Il continuera d’y avoir une affaire Strauss-Kahn tant que ne sera pas établi, en d’autres termes, qu’il n’y a jamais eu d’affaire du tout – et que la plaignante, non contente d’avoir menti sur tel ou tel aspect de son passé, a également menti en accusant l’ancien patron du FMI de l’avoir violée.

D’ores et déjà, pourtant, et compte tenu des révélations apportées par le New York Times de ce vendredi, on peut tirer quelques leçons de ce que l’on finira sans doute, très bientôt donc, par appeler la non-affaire Strauss-Kahn.

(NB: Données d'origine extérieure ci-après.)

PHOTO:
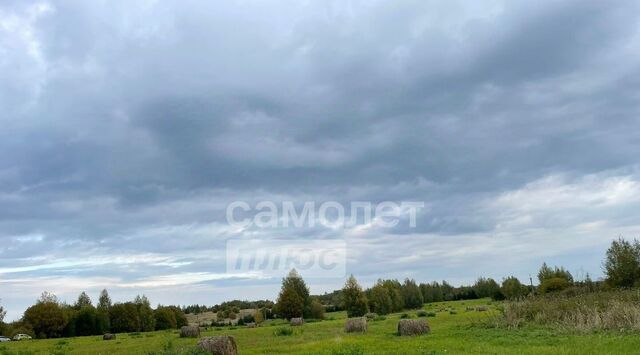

1. La cannibalisation de la Justice par le Spectacle. Cette cannibalisation n’est pas propre à l’Amérique, naturellement, et nous en avons eu, en Europe, maints exemples récents. Mais il faut bien admettre qu’elle a atteint, avec cette affaire, des sommets d’obscénité. Obscènes, les conférences de presse improvisées, sur les marches d’un palais de justice normalement voué à l’établissement prudent de la vérité, par l’avocat de la plaignante. Obscènes, les « shame on you » lancés, le 6 juin, lors de l’arrivée à l’audience de Dominique Strauss-Kahn, par des bataillons de femmes de chambre qui ne savaient rien du dossier et dont on avait orchestré, mis en scène, la protestation. Obscène enfin, quoique dans un autre ordre d’idées, ce fameux perp walk dont j’entends bien qu’il est appliqué à tous les prévenus sans exception mais dont on savait que, compte tenu de la personne de ce prévenu-ci, il ne pouvait que dégénérer en un supplice planétaire et qui, au passage, compte tenu, toujours, de ce qu’était Dominique Strauss-Kahn, équivalait à une sorte de peine capitale pour un crime dont nul ne savait, alors, s’il l’avait ou non commis. Cette vision de Dominique Strauss-Kahn humilié, enchaîné, traîné plus bas que terre, cette dégradation d’un homme dont rien, cependant, n’a pu entamer la noblesse muette, n’était pas seulement cruelle, elle était pornographique. Et elle l’était au moins autant (car c’était, je le répète, la même chose) que la visible jouissance de l’avocat Kenneth Thompson s’employant à exposer, devant les caméras du monde entier, le « vagin » – sic – de sa cliente.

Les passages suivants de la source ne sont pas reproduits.